Taos Sign Man Files Tort Claims
On April 25, 2012, Taos Sign Man Jeff Northrup filed a tort claim or notice of intent to file a lawsuit against the Town of Taos. Named in the potential lawsuit are Mayor Darren Cordova, Police Chief Jerry Holgrefe, and contract attorney Dave Romero of Las Vegas. The claim asserts that the plaintiff’s First, Fifth, and Fourteenth Amendments of the U.S. Constitution have been violated with regard to the display of signs within the Town of Taos. Northrup’s torts claim includes allegations of seventeen (17) incidents, wherein the Town has violated his civil rights.
Mr. Northrup’s assertions in the torts claim say that defendants have “vindictively prosecuted,” him, engaged in a “pattern of official harassment,” and have also been “depriving him of his signs without just compensation.” [Northrup estimates that the Town has confiscated over one hundred signs.]
According to a former Town councilor, the current sign ordinance was specifically designed and/or written to allegedly criminalize Northrup’s protests. Northrup, in turn, has called attention to allegations of corruption at the Town of Taos and Kit Carson Electric Coop. News reports and court decisions, while generally confirming Northrup’s claims, also display a decided bias in favor of the status quo. [How dare Jeff do our job for us!]
Certainly, the Northrup—Town of Taos controversy raises both serious and silly issues in today’s environment of government repression. While the federal government wiretaps and eavesdrops on American activists and criminalizes whistle blowers (See Amy Goodman’s column in the Albuquerque Journal, April 27,2012), so the Town of Taos and the local justice system penalize an old-fashioned picketer, who merely repeats a commonplace about local corruption. Just as the federal government is shutting down dissent, apparently the Town of Taos and KCEC, and their supporters in the judiciary, don’t want to hear from activists, who claim the public purse is being spoiled by excessive spending and cronyism.
In terms of public safety, Taos Friction does not believe that Northrup distracts drivers nearly as much as current candidates for office, whose signs dot the highway landscape with brightly colored messages, promoting their candidacy for office. Ironically, most of the signs alongside the road belong to candidates, who aspire to higher office in the justice system: District Court and Magistrate Judges, and the office of the District Attorney.
Yet Northrup, who calls attention to conflict of interest issues and rampant political unfairness, is being prosecuted and persecuted.
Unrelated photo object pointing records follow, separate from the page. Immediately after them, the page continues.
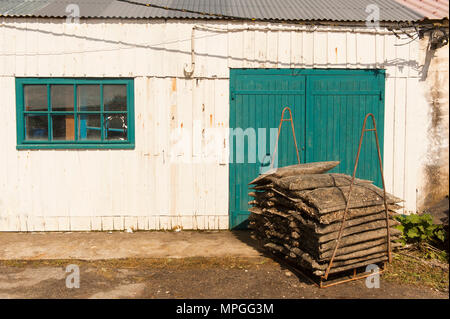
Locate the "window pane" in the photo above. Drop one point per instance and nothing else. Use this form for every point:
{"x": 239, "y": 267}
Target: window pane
{"x": 115, "y": 97}
{"x": 89, "y": 127}
{"x": 62, "y": 97}
{"x": 63, "y": 127}
{"x": 36, "y": 127}
{"x": 88, "y": 98}
{"x": 35, "y": 97}
{"x": 116, "y": 127}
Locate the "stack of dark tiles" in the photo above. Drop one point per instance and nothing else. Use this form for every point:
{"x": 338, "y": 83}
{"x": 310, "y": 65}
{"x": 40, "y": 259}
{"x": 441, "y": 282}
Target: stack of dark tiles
{"x": 297, "y": 213}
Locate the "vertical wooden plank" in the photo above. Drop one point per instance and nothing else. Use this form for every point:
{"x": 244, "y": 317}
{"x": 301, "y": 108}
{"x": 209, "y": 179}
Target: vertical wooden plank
{"x": 261, "y": 48}
{"x": 366, "y": 50}
{"x": 249, "y": 48}
{"x": 399, "y": 137}
{"x": 320, "y": 49}
{"x": 308, "y": 49}
{"x": 411, "y": 142}
{"x": 337, "y": 50}
{"x": 389, "y": 114}
{"x": 235, "y": 47}
{"x": 272, "y": 49}
{"x": 284, "y": 49}
{"x": 296, "y": 49}
{"x": 9, "y": 47}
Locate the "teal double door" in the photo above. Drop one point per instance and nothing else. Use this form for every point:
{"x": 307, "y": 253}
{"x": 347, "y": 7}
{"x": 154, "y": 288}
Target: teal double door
{"x": 328, "y": 109}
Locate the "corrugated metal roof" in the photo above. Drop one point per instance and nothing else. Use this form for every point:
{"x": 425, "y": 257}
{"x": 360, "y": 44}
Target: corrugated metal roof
{"x": 283, "y": 10}
{"x": 431, "y": 9}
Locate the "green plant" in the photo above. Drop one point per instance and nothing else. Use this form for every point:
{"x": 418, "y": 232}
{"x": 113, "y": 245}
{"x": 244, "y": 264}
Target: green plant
{"x": 420, "y": 229}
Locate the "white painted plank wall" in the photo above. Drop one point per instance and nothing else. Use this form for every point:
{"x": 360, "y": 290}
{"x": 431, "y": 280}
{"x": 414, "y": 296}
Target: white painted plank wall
{"x": 141, "y": 188}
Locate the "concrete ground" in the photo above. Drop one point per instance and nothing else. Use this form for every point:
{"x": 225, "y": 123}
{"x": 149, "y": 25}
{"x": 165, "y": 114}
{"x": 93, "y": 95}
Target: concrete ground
{"x": 115, "y": 245}
{"x": 213, "y": 264}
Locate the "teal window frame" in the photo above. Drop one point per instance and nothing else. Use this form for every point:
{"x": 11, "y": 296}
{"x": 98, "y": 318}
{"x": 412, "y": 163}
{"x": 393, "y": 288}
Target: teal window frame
{"x": 22, "y": 143}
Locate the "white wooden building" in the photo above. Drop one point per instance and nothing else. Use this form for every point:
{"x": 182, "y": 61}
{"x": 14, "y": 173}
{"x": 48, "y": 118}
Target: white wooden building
{"x": 149, "y": 183}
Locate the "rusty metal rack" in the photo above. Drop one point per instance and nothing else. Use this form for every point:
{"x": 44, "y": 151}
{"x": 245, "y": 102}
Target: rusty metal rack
{"x": 356, "y": 275}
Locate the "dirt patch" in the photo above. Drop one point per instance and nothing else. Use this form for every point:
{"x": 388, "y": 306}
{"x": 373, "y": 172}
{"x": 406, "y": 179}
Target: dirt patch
{"x": 228, "y": 277}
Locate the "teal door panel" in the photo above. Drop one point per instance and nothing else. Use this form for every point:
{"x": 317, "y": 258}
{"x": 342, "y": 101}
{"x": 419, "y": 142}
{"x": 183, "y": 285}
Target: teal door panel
{"x": 328, "y": 108}
{"x": 336, "y": 107}
{"x": 256, "y": 106}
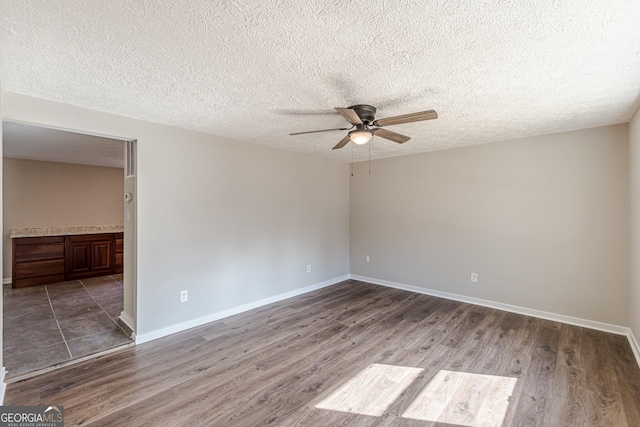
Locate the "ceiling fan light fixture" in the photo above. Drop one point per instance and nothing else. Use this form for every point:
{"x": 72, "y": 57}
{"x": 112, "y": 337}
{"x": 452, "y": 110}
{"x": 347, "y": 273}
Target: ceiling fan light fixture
{"x": 360, "y": 136}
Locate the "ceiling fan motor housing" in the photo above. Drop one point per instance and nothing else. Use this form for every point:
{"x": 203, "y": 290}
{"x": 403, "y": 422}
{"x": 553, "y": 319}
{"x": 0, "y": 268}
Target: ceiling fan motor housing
{"x": 366, "y": 113}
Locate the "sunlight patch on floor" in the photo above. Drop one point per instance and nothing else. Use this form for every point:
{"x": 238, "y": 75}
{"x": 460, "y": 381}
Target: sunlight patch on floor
{"x": 464, "y": 399}
{"x": 372, "y": 391}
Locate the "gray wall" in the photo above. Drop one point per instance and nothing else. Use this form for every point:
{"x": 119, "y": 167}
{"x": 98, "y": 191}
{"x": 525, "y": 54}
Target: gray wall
{"x": 543, "y": 221}
{"x": 232, "y": 223}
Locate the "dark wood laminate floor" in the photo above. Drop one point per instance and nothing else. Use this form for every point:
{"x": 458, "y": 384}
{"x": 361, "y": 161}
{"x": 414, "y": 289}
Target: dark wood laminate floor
{"x": 360, "y": 355}
{"x": 48, "y": 325}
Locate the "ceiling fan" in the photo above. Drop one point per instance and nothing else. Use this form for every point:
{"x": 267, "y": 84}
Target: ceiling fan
{"x": 363, "y": 116}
Elected officials can safely retaliate against the political opposition because they are either protected by statute or because the huge risk management pool in the state insures them against financial loss, while acting in their so-called “official capacity.” Northrup’s case against the Town of Taos in a federal court could create new law, cost the Town hundreds of thousands of dollars, and/or amount to little or nothing but a burp.
In conclusion, by drawing attention to corrupt practices, Northrup pulls off the mask behind which elected officials and their supporters conspire to insure their control of elective offices and the public purse—benefitting the few at the expense of the many. A little corruption in municipal government or at the Coop is to be expected. But when officials tax and spend or raise rates and award contracts without regard to the law or a declining economy—it’s time for voters to throw out the incumbents and vote in new representatives.
The community needs representatives who believe in sharing the wealth and promoting fairness–justice–in the community. Currently, we see a great deal of selfishness among elected officials, who retaliate against the opposition while squandering the public purse upon themselves—even as they use the courts to protect themselves against lawsuits and/or recall efforts by spending public money on attorneys to defend themselves.
It’s odd indeed that a former trainer of trotters is trotting long side the road like Socrates, stinging the soul of the community and reminding elected leaders of their duty. A few signs are causing elected officials to take a second look at the rather grim Picture of Dorian Gray they see each morning in the mirror. And they don’t like the message anymore than Obama, NSA, and the rest like the whistleblowers.
Vote on May 8th for Peter Adang and Luisa Mylet as Coop trustees and you might get the last laugh.